Elle resta ainsi immobile. Combien de temps? Le temps n'avait plus d'importance de toute façon, il n'existait plus. C'était son éternité qu'elle dégustait avec délice et gourmandise. Elle finit par s'endormir et rêva.
Dans ses rêves, les soieries, les perles, les dentelles dansaient dans le ciel, lui donnant l'apparence d'un royaume aux broderies surannées.

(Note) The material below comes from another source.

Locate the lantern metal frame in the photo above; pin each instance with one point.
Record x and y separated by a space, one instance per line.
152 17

Quand elle s'éveilla, tout avait changé: elle n'était plus dans le lit de fer, mais couchée sur de la glace, une glace pure, totalement vierge. Des femmes radieuses aux regards perdus s'approchèrent d'elle, l'aidèrent à se relever. Ses petits pieds étaient nus et malgré cela, elle ne ressentait pas le froid. Les femmes la vêtirent de soie, de perles, de dentelles. 
Alors un chant angélique commença à s'élever et chaque note ressemblait à un merveilleux cristal qui se formait dans la glace, jusqu'à la recouvrir complètement.
Les autres femmes la prirent par la taille et entamèrent une ronde. Leurs cheveux, libres, virevoltaient et souriaient aux anges.
Soudain, alors qu'elle tournoyait, elle s'arrêta et vit un lit en fer sur lequel reposait une demoiselle enroulée dans les bandelettes blanches. Elle comprit alors qu'elle était passée de l'autre côté du miroir à jamais figée dans un pâle reflet de qui elle était vraiment. A ce moment, la main chaude se glissa à nouveau dans la sienne et elle entendit un léger murmure: " Le diable, belle enfant, n'existe pas." Elle tourna la tête, ouvrit sa main toute chaude, et y vit un merveilleux cristal qui ne cessait de croître.